Le Congrès pour la liberté de la culture (en anglais : Congress for Cultural Freedom - CCF), fondé en 1950 et domicilié à Paris, est une association culturelle anticommuniste.

En avril 1966, il est révélé que la CIA finance secrètement le Congrès au travers de fondations écrans, ce qui fait scandale. Le Congrès est par la suite renommé Association internationale pour la liberté de la culture (en anglais : International Association for Cultural Freedom - IACF). À son apogée, le cercle était actif dans pas moins de 35 pays et recevait des subsides importants de la Fondation Ford.

Création du Congrès pour la liberté de la culture[modifier | modifier le code]

Le Congrès international pour la liberté de la culture (CILC) est fondé au Titania Palace à Berlin-Ouest le pour trouver des moyens de contrer l'idée que la démocratie libérale serait moins compatible avec la culture que ne le serait le communisme. Dirigé par l'agent de la CIA Michael Josselson[1], ce congrès constituait une réponse au Congrès mondial des intellectuels pour la paix de Wroclaw et au Congrès mondial des partisans de la paix de Paris, tenus respectivement en 1948 et 1949, dans un contexte de radicalisation de la guerre froide, lancés, contrôlés et financés par l'URSS.

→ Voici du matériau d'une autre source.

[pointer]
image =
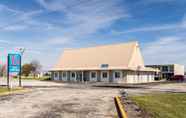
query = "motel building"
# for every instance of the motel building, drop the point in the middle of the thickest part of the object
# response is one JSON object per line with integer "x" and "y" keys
{"x": 116, "y": 63}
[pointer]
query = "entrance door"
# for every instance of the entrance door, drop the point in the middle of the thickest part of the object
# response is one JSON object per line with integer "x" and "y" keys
{"x": 79, "y": 77}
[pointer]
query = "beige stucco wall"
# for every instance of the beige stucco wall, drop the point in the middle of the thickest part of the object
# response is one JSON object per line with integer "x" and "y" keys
{"x": 178, "y": 69}
{"x": 127, "y": 77}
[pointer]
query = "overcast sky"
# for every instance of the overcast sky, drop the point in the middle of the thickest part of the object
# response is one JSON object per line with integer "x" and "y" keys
{"x": 46, "y": 27}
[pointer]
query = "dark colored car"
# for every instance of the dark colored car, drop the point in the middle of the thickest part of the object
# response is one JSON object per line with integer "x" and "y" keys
{"x": 178, "y": 78}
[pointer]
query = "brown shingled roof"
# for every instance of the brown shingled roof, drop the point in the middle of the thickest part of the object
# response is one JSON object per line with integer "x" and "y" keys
{"x": 117, "y": 56}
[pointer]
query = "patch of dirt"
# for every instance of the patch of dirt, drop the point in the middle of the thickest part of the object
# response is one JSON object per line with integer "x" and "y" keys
{"x": 133, "y": 111}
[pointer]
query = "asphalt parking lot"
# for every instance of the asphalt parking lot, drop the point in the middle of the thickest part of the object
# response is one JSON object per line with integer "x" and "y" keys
{"x": 60, "y": 100}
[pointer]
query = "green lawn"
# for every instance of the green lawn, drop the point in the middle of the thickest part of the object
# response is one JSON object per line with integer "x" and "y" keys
{"x": 164, "y": 105}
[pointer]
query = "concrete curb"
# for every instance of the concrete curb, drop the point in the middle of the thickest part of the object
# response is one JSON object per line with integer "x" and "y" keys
{"x": 15, "y": 92}
{"x": 120, "y": 107}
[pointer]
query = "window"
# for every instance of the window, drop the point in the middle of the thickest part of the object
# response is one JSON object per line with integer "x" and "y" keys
{"x": 117, "y": 74}
{"x": 64, "y": 74}
{"x": 104, "y": 65}
{"x": 73, "y": 74}
{"x": 93, "y": 74}
{"x": 55, "y": 74}
{"x": 105, "y": 75}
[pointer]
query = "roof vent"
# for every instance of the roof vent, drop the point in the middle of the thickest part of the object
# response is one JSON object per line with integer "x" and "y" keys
{"x": 104, "y": 65}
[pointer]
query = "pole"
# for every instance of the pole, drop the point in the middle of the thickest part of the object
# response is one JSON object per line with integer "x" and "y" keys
{"x": 20, "y": 73}
{"x": 8, "y": 86}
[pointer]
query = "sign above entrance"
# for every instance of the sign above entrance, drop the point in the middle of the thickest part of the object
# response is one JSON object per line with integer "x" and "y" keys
{"x": 104, "y": 65}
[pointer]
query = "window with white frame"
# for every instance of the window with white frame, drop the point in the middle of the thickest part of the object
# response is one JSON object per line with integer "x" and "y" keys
{"x": 93, "y": 75}
{"x": 64, "y": 74}
{"x": 105, "y": 75}
{"x": 117, "y": 74}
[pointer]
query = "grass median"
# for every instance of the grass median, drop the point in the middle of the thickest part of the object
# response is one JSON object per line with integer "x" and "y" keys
{"x": 164, "y": 105}
{"x": 6, "y": 91}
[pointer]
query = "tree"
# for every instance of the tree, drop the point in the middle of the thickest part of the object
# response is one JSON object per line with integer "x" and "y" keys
{"x": 36, "y": 67}
{"x": 26, "y": 69}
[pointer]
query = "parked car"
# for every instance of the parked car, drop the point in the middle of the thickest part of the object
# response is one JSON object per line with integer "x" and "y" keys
{"x": 178, "y": 78}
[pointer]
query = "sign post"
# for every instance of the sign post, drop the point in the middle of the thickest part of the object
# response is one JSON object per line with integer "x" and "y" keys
{"x": 14, "y": 65}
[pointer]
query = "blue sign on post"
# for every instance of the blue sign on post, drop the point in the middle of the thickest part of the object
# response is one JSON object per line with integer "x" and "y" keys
{"x": 14, "y": 62}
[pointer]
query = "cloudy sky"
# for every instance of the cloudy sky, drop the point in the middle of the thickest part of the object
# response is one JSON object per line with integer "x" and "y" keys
{"x": 46, "y": 27}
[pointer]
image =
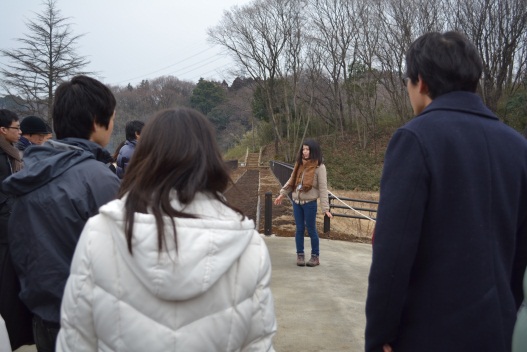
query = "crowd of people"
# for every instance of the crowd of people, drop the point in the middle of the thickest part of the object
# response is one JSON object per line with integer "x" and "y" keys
{"x": 140, "y": 251}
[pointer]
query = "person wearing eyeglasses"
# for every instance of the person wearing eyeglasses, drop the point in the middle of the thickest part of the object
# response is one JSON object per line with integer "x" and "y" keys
{"x": 450, "y": 244}
{"x": 63, "y": 183}
{"x": 34, "y": 132}
{"x": 16, "y": 316}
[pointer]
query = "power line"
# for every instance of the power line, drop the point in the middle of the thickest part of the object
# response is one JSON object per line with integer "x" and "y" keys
{"x": 164, "y": 68}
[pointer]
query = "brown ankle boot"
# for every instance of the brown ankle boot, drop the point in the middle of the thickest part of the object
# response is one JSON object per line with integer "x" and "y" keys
{"x": 300, "y": 259}
{"x": 314, "y": 261}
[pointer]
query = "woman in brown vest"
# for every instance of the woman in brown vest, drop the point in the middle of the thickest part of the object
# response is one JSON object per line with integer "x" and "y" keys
{"x": 308, "y": 182}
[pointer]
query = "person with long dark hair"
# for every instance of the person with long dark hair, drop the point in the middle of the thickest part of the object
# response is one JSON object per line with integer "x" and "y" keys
{"x": 170, "y": 264}
{"x": 308, "y": 182}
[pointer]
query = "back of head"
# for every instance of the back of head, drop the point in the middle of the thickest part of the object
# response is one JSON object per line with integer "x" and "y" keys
{"x": 133, "y": 127}
{"x": 7, "y": 117}
{"x": 445, "y": 62}
{"x": 177, "y": 151}
{"x": 78, "y": 104}
{"x": 34, "y": 125}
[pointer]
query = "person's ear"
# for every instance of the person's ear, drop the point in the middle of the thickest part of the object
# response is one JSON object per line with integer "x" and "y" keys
{"x": 423, "y": 87}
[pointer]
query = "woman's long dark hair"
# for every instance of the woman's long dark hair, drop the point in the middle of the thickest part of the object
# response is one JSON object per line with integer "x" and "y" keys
{"x": 315, "y": 153}
{"x": 177, "y": 150}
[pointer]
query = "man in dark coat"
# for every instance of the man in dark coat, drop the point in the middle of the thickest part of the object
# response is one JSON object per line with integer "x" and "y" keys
{"x": 63, "y": 183}
{"x": 450, "y": 243}
{"x": 16, "y": 315}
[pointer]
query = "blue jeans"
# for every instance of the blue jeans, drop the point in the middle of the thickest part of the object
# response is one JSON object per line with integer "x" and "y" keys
{"x": 45, "y": 334}
{"x": 306, "y": 217}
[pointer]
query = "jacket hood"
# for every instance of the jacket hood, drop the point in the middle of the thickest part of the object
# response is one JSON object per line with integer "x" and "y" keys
{"x": 43, "y": 163}
{"x": 207, "y": 246}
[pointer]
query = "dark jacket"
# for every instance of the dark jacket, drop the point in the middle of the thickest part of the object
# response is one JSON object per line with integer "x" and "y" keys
{"x": 16, "y": 315}
{"x": 519, "y": 337}
{"x": 60, "y": 187}
{"x": 451, "y": 235}
{"x": 5, "y": 208}
{"x": 125, "y": 154}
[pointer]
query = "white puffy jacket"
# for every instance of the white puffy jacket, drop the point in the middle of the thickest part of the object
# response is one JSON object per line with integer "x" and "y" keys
{"x": 212, "y": 295}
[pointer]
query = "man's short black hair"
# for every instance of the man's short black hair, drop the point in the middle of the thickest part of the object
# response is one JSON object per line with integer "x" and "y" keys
{"x": 445, "y": 62}
{"x": 78, "y": 104}
{"x": 7, "y": 117}
{"x": 132, "y": 127}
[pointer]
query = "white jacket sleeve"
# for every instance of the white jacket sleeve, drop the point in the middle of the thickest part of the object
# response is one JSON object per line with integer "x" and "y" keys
{"x": 263, "y": 324}
{"x": 77, "y": 332}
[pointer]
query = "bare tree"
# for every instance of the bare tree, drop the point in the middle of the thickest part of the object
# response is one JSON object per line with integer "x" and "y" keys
{"x": 335, "y": 32}
{"x": 498, "y": 29}
{"x": 47, "y": 56}
{"x": 398, "y": 28}
{"x": 255, "y": 36}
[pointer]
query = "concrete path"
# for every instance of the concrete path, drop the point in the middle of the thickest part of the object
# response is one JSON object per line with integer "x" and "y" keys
{"x": 318, "y": 309}
{"x": 321, "y": 308}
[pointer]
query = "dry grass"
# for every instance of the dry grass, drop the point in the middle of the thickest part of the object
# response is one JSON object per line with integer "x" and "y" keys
{"x": 355, "y": 228}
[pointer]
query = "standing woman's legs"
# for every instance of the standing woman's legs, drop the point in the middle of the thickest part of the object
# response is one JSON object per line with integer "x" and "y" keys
{"x": 298, "y": 213}
{"x": 310, "y": 217}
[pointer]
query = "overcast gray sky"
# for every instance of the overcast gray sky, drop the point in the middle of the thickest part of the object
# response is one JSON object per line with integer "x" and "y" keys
{"x": 130, "y": 40}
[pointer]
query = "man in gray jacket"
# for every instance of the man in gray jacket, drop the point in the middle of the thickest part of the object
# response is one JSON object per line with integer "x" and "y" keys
{"x": 62, "y": 184}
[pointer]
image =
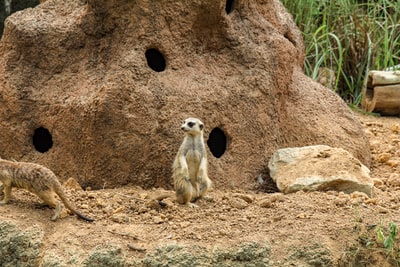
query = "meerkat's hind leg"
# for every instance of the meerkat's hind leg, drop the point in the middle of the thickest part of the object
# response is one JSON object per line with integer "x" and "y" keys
{"x": 7, "y": 194}
{"x": 50, "y": 200}
{"x": 57, "y": 212}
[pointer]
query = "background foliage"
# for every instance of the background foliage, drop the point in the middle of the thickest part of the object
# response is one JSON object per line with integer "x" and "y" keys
{"x": 349, "y": 37}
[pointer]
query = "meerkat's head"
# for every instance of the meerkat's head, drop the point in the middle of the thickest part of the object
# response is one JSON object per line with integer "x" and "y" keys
{"x": 192, "y": 126}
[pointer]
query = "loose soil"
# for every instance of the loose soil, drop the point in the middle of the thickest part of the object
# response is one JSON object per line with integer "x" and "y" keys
{"x": 291, "y": 224}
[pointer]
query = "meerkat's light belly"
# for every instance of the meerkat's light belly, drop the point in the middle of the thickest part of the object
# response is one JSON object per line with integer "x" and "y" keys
{"x": 193, "y": 158}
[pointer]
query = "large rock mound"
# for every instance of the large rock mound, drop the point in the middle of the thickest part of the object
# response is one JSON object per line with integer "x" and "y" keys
{"x": 97, "y": 90}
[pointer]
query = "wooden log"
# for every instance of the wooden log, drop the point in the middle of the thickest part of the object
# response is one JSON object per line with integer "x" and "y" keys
{"x": 383, "y": 78}
{"x": 382, "y": 99}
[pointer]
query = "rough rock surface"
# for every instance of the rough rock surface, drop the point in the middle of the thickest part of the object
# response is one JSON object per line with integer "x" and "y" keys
{"x": 319, "y": 168}
{"x": 97, "y": 90}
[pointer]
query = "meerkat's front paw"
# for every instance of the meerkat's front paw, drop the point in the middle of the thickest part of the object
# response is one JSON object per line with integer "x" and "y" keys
{"x": 192, "y": 205}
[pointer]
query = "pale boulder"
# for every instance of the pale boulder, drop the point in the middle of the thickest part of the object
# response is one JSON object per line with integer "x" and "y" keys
{"x": 319, "y": 168}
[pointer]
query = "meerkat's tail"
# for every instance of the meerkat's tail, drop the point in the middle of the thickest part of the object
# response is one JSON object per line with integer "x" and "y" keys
{"x": 64, "y": 199}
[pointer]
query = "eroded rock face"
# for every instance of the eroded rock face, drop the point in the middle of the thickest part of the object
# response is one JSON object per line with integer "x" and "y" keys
{"x": 108, "y": 84}
{"x": 319, "y": 168}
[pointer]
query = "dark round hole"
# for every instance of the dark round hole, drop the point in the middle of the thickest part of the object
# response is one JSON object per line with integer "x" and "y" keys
{"x": 155, "y": 60}
{"x": 229, "y": 6}
{"x": 42, "y": 140}
{"x": 217, "y": 142}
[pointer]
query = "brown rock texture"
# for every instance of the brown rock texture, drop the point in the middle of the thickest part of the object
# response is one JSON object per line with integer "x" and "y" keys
{"x": 319, "y": 168}
{"x": 111, "y": 82}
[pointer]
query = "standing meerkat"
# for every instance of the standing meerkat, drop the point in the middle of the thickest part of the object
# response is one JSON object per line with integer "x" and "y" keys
{"x": 189, "y": 169}
{"x": 37, "y": 179}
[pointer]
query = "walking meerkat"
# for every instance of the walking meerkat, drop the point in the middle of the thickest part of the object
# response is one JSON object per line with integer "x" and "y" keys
{"x": 37, "y": 179}
{"x": 189, "y": 169}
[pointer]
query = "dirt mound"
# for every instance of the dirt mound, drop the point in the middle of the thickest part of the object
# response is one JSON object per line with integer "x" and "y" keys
{"x": 98, "y": 90}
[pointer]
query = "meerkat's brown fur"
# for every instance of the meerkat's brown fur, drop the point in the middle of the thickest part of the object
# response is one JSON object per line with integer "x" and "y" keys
{"x": 37, "y": 179}
{"x": 190, "y": 176}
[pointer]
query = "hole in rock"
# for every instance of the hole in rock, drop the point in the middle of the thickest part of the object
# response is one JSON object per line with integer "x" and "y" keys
{"x": 42, "y": 140}
{"x": 8, "y": 7}
{"x": 217, "y": 142}
{"x": 155, "y": 60}
{"x": 229, "y": 6}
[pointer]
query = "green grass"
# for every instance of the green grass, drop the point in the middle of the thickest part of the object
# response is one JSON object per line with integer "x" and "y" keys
{"x": 350, "y": 37}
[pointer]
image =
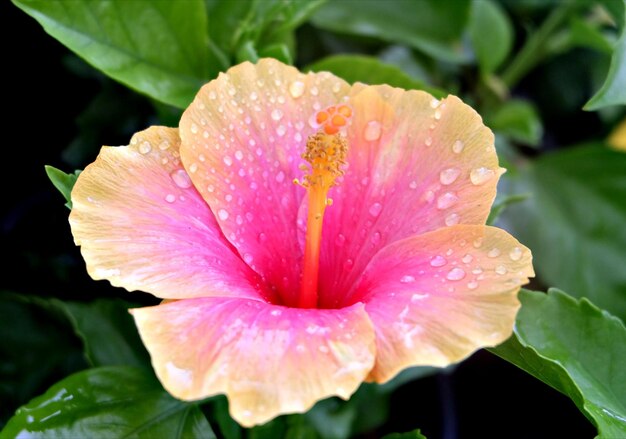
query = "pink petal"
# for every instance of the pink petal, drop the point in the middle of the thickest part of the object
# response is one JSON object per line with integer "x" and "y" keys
{"x": 142, "y": 225}
{"x": 436, "y": 298}
{"x": 242, "y": 140}
{"x": 415, "y": 165}
{"x": 267, "y": 359}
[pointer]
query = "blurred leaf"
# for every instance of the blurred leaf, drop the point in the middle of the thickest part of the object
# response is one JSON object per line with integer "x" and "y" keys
{"x": 518, "y": 120}
{"x": 116, "y": 401}
{"x": 415, "y": 434}
{"x": 576, "y": 348}
{"x": 574, "y": 223}
{"x": 613, "y": 92}
{"x": 367, "y": 69}
{"x": 63, "y": 182}
{"x": 157, "y": 47}
{"x": 491, "y": 33}
{"x": 432, "y": 26}
{"x": 37, "y": 348}
{"x": 108, "y": 332}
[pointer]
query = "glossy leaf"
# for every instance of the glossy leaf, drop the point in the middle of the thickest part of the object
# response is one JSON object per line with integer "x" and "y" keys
{"x": 432, "y": 26}
{"x": 576, "y": 348}
{"x": 157, "y": 47}
{"x": 369, "y": 70}
{"x": 491, "y": 33}
{"x": 613, "y": 92}
{"x": 574, "y": 222}
{"x": 117, "y": 401}
{"x": 519, "y": 121}
{"x": 63, "y": 182}
{"x": 108, "y": 332}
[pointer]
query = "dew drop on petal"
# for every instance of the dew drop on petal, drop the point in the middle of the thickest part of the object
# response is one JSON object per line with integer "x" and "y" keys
{"x": 296, "y": 89}
{"x": 375, "y": 209}
{"x": 223, "y": 214}
{"x": 438, "y": 261}
{"x": 448, "y": 176}
{"x": 494, "y": 252}
{"x": 407, "y": 279}
{"x": 446, "y": 200}
{"x": 372, "y": 131}
{"x": 145, "y": 147}
{"x": 515, "y": 254}
{"x": 458, "y": 146}
{"x": 276, "y": 114}
{"x": 456, "y": 274}
{"x": 181, "y": 178}
{"x": 452, "y": 219}
{"x": 481, "y": 175}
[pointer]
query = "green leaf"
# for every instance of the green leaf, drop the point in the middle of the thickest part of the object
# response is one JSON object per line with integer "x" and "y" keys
{"x": 415, "y": 434}
{"x": 519, "y": 121}
{"x": 576, "y": 348}
{"x": 116, "y": 401}
{"x": 63, "y": 182}
{"x": 367, "y": 69}
{"x": 432, "y": 26}
{"x": 108, "y": 332}
{"x": 574, "y": 223}
{"x": 613, "y": 92}
{"x": 491, "y": 33}
{"x": 157, "y": 47}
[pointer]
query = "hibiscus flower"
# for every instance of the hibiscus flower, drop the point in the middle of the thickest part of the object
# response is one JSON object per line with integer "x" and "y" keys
{"x": 307, "y": 235}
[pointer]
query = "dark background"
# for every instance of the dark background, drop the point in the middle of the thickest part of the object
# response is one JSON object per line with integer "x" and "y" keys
{"x": 49, "y": 100}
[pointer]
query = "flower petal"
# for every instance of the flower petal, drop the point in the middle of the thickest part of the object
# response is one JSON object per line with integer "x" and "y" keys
{"x": 436, "y": 298}
{"x": 267, "y": 359}
{"x": 142, "y": 225}
{"x": 415, "y": 164}
{"x": 242, "y": 140}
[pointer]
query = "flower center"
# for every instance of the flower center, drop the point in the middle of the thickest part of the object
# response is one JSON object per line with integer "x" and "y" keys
{"x": 326, "y": 152}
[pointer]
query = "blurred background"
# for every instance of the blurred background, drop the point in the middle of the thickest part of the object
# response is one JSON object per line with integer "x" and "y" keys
{"x": 60, "y": 111}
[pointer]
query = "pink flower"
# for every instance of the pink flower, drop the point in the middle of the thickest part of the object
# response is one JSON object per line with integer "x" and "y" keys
{"x": 263, "y": 305}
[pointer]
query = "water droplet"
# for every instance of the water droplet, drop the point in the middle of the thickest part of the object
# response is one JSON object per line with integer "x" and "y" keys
{"x": 296, "y": 89}
{"x": 145, "y": 147}
{"x": 223, "y": 214}
{"x": 375, "y": 209}
{"x": 494, "y": 252}
{"x": 481, "y": 175}
{"x": 181, "y": 178}
{"x": 446, "y": 200}
{"x": 276, "y": 114}
{"x": 458, "y": 147}
{"x": 407, "y": 279}
{"x": 438, "y": 261}
{"x": 340, "y": 240}
{"x": 448, "y": 176}
{"x": 452, "y": 219}
{"x": 456, "y": 274}
{"x": 515, "y": 254}
{"x": 372, "y": 130}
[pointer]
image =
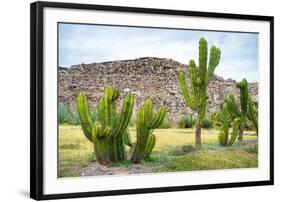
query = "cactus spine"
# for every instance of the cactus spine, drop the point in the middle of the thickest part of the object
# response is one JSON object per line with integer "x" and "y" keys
{"x": 233, "y": 108}
{"x": 224, "y": 120}
{"x": 107, "y": 132}
{"x": 147, "y": 120}
{"x": 199, "y": 79}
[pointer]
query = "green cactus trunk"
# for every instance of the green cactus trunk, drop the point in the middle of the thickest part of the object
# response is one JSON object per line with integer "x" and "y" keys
{"x": 199, "y": 79}
{"x": 225, "y": 120}
{"x": 252, "y": 114}
{"x": 146, "y": 122}
{"x": 233, "y": 107}
{"x": 107, "y": 132}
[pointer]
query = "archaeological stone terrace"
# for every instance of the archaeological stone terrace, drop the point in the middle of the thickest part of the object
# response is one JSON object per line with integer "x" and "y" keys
{"x": 156, "y": 78}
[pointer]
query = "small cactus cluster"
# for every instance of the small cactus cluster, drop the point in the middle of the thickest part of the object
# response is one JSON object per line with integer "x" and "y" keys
{"x": 199, "y": 78}
{"x": 147, "y": 120}
{"x": 109, "y": 131}
{"x": 235, "y": 116}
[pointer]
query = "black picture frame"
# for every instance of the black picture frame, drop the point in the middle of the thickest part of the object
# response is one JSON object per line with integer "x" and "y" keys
{"x": 36, "y": 98}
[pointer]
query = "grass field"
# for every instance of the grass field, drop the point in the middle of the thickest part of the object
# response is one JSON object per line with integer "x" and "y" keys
{"x": 76, "y": 153}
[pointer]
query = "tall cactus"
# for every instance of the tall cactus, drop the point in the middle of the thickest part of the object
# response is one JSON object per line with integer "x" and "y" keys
{"x": 233, "y": 107}
{"x": 224, "y": 120}
{"x": 107, "y": 132}
{"x": 199, "y": 79}
{"x": 147, "y": 120}
{"x": 252, "y": 114}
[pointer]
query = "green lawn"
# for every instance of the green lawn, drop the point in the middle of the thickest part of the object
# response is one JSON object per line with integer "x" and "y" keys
{"x": 76, "y": 152}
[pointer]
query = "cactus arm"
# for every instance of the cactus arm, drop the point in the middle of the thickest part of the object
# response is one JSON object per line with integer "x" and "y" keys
{"x": 100, "y": 111}
{"x": 234, "y": 133}
{"x": 213, "y": 63}
{"x": 145, "y": 142}
{"x": 158, "y": 118}
{"x": 125, "y": 115}
{"x": 188, "y": 99}
{"x": 100, "y": 144}
{"x": 232, "y": 107}
{"x": 84, "y": 115}
{"x": 150, "y": 145}
{"x": 203, "y": 57}
{"x": 148, "y": 111}
{"x": 127, "y": 138}
{"x": 252, "y": 114}
{"x": 244, "y": 95}
{"x": 195, "y": 81}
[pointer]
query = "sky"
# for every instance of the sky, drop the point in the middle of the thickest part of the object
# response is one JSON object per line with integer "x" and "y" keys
{"x": 79, "y": 43}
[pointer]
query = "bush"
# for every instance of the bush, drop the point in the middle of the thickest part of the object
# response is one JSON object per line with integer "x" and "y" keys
{"x": 63, "y": 113}
{"x": 165, "y": 124}
{"x": 186, "y": 122}
{"x": 207, "y": 123}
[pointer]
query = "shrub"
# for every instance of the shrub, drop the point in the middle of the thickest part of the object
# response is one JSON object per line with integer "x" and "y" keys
{"x": 165, "y": 124}
{"x": 63, "y": 113}
{"x": 207, "y": 123}
{"x": 186, "y": 122}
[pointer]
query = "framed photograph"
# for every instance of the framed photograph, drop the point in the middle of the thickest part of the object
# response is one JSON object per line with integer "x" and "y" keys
{"x": 129, "y": 100}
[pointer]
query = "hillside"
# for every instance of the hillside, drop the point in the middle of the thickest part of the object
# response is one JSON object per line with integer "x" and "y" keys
{"x": 156, "y": 78}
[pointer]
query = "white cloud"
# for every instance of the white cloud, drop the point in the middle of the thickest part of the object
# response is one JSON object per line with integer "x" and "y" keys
{"x": 86, "y": 43}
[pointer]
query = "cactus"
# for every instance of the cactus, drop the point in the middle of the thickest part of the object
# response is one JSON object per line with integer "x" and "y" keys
{"x": 127, "y": 138}
{"x": 199, "y": 79}
{"x": 234, "y": 110}
{"x": 252, "y": 114}
{"x": 224, "y": 120}
{"x": 147, "y": 120}
{"x": 63, "y": 113}
{"x": 107, "y": 131}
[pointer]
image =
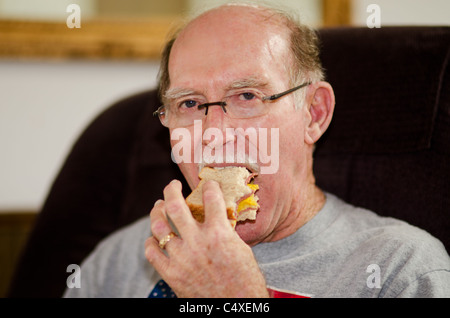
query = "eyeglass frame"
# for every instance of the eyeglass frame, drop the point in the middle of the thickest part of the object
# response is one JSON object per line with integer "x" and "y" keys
{"x": 161, "y": 109}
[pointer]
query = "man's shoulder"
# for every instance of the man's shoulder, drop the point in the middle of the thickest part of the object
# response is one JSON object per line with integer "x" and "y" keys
{"x": 404, "y": 254}
{"x": 383, "y": 230}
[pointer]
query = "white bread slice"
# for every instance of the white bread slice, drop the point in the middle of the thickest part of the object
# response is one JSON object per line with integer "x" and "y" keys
{"x": 233, "y": 183}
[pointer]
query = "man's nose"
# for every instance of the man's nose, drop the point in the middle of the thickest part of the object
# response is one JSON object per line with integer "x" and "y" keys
{"x": 216, "y": 120}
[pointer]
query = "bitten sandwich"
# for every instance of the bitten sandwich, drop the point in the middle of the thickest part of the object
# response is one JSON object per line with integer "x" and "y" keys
{"x": 238, "y": 191}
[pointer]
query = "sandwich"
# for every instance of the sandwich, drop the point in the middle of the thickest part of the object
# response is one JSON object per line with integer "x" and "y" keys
{"x": 238, "y": 191}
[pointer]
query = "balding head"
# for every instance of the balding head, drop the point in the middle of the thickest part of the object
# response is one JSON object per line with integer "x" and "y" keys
{"x": 250, "y": 21}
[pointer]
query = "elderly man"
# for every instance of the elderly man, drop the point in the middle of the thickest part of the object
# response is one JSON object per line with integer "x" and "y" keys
{"x": 304, "y": 242}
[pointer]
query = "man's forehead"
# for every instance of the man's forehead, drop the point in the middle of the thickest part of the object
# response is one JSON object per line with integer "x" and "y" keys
{"x": 248, "y": 82}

Pour le CILC, il s'agissait de répondre aux offensives politiques et idéologiques du mouvement communiste international et de s’opposer à l’influence communiste dans le monde intellectuel. L'objectif du Congrès était de « trouver une réponse morale et politique à la menace totalitaire »[2] et de lutter contre les positions neutralistes et pacifistes des intellectuels européens, autour du thème « La liberté contre le totalitarisme ». Lors de la conférence de Berlin, Nicolas Nabokov proclame :

« Avec ce Congrès nous devons construire une organisation de guerre[3]. »

Le lieu du Congrès n'est pas choisi au hasard, puisque Berlin sort tout juste d'un blocus imposé par l'Union soviétique. Parmi les personnalités présentes au Titania Palace on dénombre tous types d’intellectuels anti-staliniens : des conservateurs et, en plus grand nombre, des membres de la gauche non communiste : Franz Borkenau, Karl Jaspers, John Dewey, Ignazio Silone, James Burnham, Hugh Trevor-Roper, Arthur Schlesinger, Bertrand Russell, Ernst Reuter, Raymond Aron, Benedetto Croce, Jacques Maritain, Arthur Koestler, James T. Farrell, Richard Löwenthal, Robert Montgomery, Américo Ghioldi, Tennessee Williams et Sidney Hook. Ernst Reuter, maire de Berlin-Ouest de 1948 à 1953, préside le comité d'organisation, tandis que Melvin J. Lasky, citoyen américain installé en Allemagne, assure la fonction de secrétaire général[4].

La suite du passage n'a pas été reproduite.